One such takes the form of a wristband which monitors your heart rate and sleep pattern, vibrates to remind you to get up and move if it determines that you have been idle for a while, records your diet and exercise routine and tells you how many calories you are burning. It includes a goal setting feature and comparisons with other users.

Can these devices realistically improve health and fitness levels? Will those who spend £40 – £150 on them up their game fitness wise, or will this be another gadget shoved to the back of a cupboard or left languishing in the bottom of gym bags? Even if you use the device rigorously, is the information it provides helpful and accurate?

Reliable scientific evidence either way is thin on the ground. One US study saw half of a group of 51 overweight women issued with a Fitbit fitness tracker and the other half with a pedometer. After a month, the Fitbit group was taking an extra hour of physical activity per week and claimed to feel motivated to reach their health and fitness goals by the system. Fitness tracking systems offer a number of helpful motivating features such as goal setting, progress monitoring, regular feedback, social support and confirmation of achievement.
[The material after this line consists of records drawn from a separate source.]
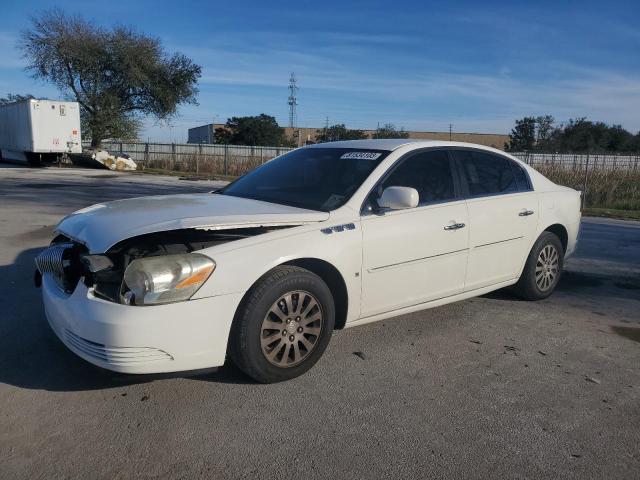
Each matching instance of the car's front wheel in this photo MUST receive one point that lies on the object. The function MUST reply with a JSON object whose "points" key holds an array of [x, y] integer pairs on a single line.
{"points": [[283, 325], [543, 268]]}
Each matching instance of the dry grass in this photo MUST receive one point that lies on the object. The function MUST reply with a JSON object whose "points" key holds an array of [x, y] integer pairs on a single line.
{"points": [[615, 189], [205, 165]]}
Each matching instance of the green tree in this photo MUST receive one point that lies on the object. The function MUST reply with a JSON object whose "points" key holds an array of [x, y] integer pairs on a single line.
{"points": [[15, 97], [544, 132], [260, 130], [522, 136], [339, 132], [389, 131], [116, 75]]}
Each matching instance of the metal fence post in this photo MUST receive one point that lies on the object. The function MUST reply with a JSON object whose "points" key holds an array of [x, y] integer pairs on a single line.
{"points": [[198, 158], [584, 186], [226, 159]]}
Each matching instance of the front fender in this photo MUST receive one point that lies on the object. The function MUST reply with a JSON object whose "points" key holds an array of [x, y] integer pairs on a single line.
{"points": [[238, 269]]}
A further study showed that people using fitness trackers tended to stick with their exercise programme for longer than those going under their own steam. People find it interesting and exhilarating to be able to watch how their body responds to exercise, allowing them to engage more enthusiastically with their fitness plan.

The dark side

However, scientific experiments have thrown up questions about the accuracy of the data given by the tracing devices, with error margins between 15%-30% on energy expenditure and a sense of psychological pressure through constant monitoring and nagging to reach targets.

Ultimately such systems are probably best used as an adjunct to a decent training plan rather than as a replacement personal trainer or fitness coach.